Bisnis

Perseroan Solid, BTN Yakin RBB 2019 Akan Tercapai

Oleh pamudji pada hari Kamis, 12 Sep 2019 - 22:24:42 WIB | 0 Komentar

Bagikan Berita ini :

tscom_news_photo_1568301882.jpeg

Menara BTN Jakarta (Sumber foto : ist)

JAKARTA (TEROPONGSENAYAN)--
Direktur Bank BTN Nixon LP Napitupulu menyatakan, kinerja PT Bank Tabungan Negara (Persero) Tbk dalam kondisi solid dan performa perusahaan on the track.

Nixon menyampaikan hal itu menyikapi pemberitaan terkait perseroan, yang beredar akhir-akhir ini.Tidak ada masalah dengan BTN. Saat ini perseroan dalam kondisi baik dengan dukungan manajemen yang solid. 

"Kami berada dalam performa yang on the track sesuai target RBB (rencana bisnis bank) akhir tahun 2019," ujar Nixon dalam keterangannya,   Kamis (12/9/2019).

Pemberitaan yang beredar terkait BTN, diakui Nixon, cukup mengganggu fokus bisnis perusahaan, yang sekarang menjadi tanggung jawab Direksi hasil RUPSLB 29 Agustus lalu. Beberapa nasabah juga menanyakan kebenaran berita tersebut. Perbankan itu, kata dia, adalah bisnis kepercayaan. Oleh karenanya loyalitas dan trust nasabah harus dijaga.

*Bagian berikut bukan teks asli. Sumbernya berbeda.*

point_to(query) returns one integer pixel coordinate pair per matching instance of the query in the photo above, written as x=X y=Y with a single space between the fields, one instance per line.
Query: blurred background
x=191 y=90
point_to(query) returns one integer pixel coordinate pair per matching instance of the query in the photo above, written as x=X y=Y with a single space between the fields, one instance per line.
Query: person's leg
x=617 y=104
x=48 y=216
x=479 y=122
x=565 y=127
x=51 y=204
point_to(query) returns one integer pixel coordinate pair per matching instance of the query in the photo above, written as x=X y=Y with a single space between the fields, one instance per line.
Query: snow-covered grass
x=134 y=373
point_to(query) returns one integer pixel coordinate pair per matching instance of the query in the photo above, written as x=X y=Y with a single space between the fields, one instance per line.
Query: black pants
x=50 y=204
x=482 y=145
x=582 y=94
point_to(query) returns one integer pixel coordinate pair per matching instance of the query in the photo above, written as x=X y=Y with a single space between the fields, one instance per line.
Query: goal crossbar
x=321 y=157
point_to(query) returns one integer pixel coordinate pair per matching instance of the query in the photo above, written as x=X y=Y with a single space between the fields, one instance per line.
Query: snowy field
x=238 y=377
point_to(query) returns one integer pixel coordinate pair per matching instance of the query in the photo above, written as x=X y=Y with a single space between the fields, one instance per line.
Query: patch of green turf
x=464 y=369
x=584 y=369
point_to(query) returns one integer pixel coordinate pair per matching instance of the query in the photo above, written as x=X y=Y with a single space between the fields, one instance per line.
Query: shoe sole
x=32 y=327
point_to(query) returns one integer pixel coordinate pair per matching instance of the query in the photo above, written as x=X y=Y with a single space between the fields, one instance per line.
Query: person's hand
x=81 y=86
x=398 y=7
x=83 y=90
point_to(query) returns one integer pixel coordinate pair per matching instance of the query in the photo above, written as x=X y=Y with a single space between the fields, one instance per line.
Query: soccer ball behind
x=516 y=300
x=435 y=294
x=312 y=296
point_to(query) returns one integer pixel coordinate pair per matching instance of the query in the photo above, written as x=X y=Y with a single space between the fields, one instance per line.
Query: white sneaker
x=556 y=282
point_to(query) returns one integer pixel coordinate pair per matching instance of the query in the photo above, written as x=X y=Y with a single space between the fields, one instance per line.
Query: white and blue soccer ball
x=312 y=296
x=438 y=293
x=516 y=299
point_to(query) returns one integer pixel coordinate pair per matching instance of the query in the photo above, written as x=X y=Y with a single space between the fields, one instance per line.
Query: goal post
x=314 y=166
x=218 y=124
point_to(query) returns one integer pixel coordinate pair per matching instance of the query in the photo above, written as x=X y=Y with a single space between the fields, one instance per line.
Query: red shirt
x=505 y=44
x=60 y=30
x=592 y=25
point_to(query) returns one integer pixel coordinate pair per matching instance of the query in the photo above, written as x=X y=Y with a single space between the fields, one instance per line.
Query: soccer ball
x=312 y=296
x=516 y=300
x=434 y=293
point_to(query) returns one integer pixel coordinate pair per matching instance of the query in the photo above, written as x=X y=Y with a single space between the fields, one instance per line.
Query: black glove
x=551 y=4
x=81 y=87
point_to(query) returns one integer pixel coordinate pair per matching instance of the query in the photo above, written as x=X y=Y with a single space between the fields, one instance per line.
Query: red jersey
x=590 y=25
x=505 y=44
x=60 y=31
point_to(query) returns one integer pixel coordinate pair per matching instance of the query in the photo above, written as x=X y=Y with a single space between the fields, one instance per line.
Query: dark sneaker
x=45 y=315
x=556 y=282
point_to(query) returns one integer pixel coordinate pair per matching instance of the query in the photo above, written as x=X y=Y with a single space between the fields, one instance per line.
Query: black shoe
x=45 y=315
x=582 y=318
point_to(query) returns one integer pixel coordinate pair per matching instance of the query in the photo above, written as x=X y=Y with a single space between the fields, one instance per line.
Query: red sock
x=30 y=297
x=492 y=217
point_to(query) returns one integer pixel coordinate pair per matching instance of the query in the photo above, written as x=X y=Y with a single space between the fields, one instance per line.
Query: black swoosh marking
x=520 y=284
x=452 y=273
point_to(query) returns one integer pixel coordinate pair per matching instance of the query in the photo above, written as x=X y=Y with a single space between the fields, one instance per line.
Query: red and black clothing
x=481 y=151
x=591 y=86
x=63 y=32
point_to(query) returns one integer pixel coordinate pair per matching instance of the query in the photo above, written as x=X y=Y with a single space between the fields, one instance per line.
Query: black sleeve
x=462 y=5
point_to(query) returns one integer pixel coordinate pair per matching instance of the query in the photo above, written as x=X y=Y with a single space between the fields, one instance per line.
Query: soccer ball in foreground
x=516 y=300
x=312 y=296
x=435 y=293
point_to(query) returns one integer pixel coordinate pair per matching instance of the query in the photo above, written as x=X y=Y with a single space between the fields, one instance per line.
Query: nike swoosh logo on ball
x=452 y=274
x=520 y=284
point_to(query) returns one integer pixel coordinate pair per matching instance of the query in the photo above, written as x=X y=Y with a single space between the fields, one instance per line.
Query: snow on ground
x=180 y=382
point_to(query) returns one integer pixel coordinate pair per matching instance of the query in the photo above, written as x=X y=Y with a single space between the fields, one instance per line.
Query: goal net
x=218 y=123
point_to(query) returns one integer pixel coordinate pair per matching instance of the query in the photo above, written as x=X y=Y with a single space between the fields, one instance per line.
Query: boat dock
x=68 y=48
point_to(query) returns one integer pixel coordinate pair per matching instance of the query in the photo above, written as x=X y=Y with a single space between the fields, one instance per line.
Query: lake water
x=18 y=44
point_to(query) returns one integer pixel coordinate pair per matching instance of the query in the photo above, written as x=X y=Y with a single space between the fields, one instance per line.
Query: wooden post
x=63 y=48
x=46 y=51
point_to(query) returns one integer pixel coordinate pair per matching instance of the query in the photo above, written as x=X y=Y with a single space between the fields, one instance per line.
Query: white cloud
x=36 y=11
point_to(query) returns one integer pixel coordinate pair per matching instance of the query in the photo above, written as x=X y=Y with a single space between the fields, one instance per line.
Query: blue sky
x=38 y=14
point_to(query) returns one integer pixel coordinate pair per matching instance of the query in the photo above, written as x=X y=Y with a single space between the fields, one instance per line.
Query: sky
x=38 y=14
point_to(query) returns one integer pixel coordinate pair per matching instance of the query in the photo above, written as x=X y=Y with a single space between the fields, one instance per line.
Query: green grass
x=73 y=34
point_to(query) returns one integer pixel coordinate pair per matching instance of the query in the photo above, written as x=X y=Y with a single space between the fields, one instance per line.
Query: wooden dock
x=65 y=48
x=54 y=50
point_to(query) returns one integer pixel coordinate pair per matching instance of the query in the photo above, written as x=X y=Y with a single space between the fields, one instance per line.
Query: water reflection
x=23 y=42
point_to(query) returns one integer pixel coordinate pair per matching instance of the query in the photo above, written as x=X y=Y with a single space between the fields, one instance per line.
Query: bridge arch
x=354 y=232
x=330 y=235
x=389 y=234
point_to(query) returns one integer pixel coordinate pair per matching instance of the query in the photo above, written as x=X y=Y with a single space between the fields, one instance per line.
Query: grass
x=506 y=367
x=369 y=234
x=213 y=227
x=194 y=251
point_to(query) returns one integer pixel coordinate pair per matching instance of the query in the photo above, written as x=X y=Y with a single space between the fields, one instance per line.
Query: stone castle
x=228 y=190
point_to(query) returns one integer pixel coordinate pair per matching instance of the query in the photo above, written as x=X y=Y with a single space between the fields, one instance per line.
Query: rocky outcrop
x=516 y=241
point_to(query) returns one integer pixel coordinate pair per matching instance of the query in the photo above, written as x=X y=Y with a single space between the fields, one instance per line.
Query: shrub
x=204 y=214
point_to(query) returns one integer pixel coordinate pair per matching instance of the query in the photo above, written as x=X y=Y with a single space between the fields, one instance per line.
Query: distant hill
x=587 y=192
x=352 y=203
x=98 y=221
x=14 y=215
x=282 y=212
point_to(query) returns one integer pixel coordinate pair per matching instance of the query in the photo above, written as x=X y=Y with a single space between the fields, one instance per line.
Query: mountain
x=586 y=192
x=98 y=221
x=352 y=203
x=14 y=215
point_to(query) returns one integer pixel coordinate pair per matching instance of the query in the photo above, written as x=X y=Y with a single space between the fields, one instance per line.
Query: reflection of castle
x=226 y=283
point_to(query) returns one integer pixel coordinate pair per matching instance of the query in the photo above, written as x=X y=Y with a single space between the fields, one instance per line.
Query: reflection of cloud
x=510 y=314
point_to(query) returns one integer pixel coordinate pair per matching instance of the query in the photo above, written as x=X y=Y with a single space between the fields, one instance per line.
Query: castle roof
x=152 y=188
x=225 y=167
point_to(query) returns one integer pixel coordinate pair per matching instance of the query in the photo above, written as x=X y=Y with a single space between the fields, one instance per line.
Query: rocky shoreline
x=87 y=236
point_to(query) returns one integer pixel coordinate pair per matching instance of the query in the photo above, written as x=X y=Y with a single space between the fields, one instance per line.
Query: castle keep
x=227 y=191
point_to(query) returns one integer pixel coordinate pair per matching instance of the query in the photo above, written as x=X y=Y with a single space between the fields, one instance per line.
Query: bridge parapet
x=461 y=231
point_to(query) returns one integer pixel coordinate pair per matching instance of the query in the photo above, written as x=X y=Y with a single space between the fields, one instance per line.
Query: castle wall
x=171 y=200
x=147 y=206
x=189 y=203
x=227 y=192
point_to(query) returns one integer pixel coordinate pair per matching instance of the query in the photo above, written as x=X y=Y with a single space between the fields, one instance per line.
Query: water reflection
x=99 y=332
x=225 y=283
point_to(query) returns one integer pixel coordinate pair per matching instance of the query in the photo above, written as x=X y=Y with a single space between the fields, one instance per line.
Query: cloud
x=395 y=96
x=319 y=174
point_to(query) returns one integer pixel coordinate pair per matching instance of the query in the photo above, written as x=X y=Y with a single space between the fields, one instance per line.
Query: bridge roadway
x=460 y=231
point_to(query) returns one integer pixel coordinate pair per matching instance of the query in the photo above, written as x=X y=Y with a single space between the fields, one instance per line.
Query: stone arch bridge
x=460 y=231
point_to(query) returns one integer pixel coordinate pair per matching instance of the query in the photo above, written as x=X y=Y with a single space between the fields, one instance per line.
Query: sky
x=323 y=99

“Saya harus tegaskan, terkait masalah pemalsuan deposito Bank BTN telah diputus oleh pengadilan yang berkekuatan hukum tetap dalam perkara pidana dan perdata. Bahwa persoalan tersebut saat ini dimunculkan kembali dan dalam pengembangan perkara, silakan proses itu berjalan dan saya meminta semua pihak untuk menghormatinya. Mari sama-sama kita hormati proses hukum dengan prinsip-prinsip praduga tidak bersalah," ujar Nixon menegaskan.
 
Menurut dia, selama ini  perseroan sangat mengutamakan Good Corporate Governance (GCG) dalam menjalankan bisnisnya. Sejak awal BTN telah bersikap kooperatif untuk menjaga dana nasabah secara proaktif melaporkan terduga komplotan kejahatan perbankan kepada Polda Metro Jaya pada tanggal 21 November 2016. Proses proaktif BTN ini menyelamatkan sebagian besar dana nasabah. 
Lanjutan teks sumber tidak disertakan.